M1 Controllable Powerstrip?

Does anyone proof read anymore? That should have even been caught by a spell check for goodness sake! Makes you wonder about the company in general IMHO.
 
ROFL, There are 3 typos on that box. Besides the one mentioned...

2nd line, Outlets is missing a 't', and on right side Access is missing a 'c'.

Speaking of letters, this company gets an F.
 
One more find...$30 per controlled outlet
http://www.ambery.com/reposw.html
Well if we had known from the start that you were interested in "Remoe Power control", this could have gone a lot quicker.

(A question about pronunciation -- REMOE, is the accent on the first or the second syllable?)
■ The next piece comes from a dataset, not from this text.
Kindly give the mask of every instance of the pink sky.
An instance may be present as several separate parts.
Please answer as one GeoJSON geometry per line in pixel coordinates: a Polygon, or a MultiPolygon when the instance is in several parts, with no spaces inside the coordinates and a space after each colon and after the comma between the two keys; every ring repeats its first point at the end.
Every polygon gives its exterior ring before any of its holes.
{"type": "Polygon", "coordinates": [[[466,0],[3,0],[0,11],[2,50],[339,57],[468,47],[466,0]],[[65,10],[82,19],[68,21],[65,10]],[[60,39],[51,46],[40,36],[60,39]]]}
I have one of those (a slightly different revision), got it for 60 bucks when Pacific Geeks had them. It works well.

It's correctly spelled, you just assumed it was English, but it's "Chilish" (Chinese English derivative).

The unit I have tries to phone home to China (no kidding here), but my darn firewall keeps blocking it.

Brian
 
A question about pronunciation -- REMOE, is the accent on the first or the second syllable?
It's correctly spelled, you just assumed it was English, but it's "Chilish" (Chinese English derivative).
Oh, ok, thanks for the clarification. I understand now that the accent is on the second syllable -- reMOE. :)
Sorry, I quoted the wrong poster. I can only speak to the spelling, not the pronunciation! :)

Brian
 
One of the problems I am having with the serial control approach is that I would not be able to tell if a device is on/off, like I can with the RM's Lighting tab. This will be an issue for me when remote....so I am going to attempt this with output controls as previously recommended. With the Output tab on RM I will be able to see that a device is on or off and will be able to control its state....obviously I can control this with rules as well.

The price per controlled outlet is an issue and I could not find a commercially available device cheap enough so I am going to DIY.

I found these D2410-B's on Ebay for $6 ea
http://www.crydom.com/en/Products/Catalog/s_1.pdf

I'll either use a separate 12v power supply or the Elk's VAUX as a power source and an ELK ELK-M1RB. I'll post pics back later once I get a test strip made, but here is the basic design I will be following:
http://www.cartertools.com/tbbrb.html

With the outlet, wiring, box, LED's..I should be able to keep the price well below $20 for each outlet.
 
One of the problems I am having with the serial control approach is that I would not be able to tell if a device is on/off, like I can with the RM's Lighting tab. This will be an issue for me when remote....so I am going to attempt this with output controls as previously recommended. With the Output tab on RM I will be able to see that a device is on or off and will be able to control its state....obviously I can control this with rules as well.

The price per controlled outlet is an issue and I could not find a commercially available device cheap enough so I am going to DIY.

I found these D2410-B's on Ebay for $6 ea
http://www.crydom.com/en/Products/Catalog/s_1.pdf

I'll either use a separate 12v power supply or the Elk's VAUX as a power source and an ELK ELK-M1RB. I'll post pics back later once I get a test strip made, but here is the basic design I will be following:
http://www.cartertools.com/tbbrb.html

With the outlet, wiring, box, LED's..I should be able to keep the price well below $20 for each outlet.

Making your own is definitely the more cost effective way to go. I have used similar SSR components in the past for a go kart track lighting control system. They work well using a DC control. If you are controlling heavy loads make sure to overrate your devices a bit or have the proper heat sink attached if required by the manufacturer.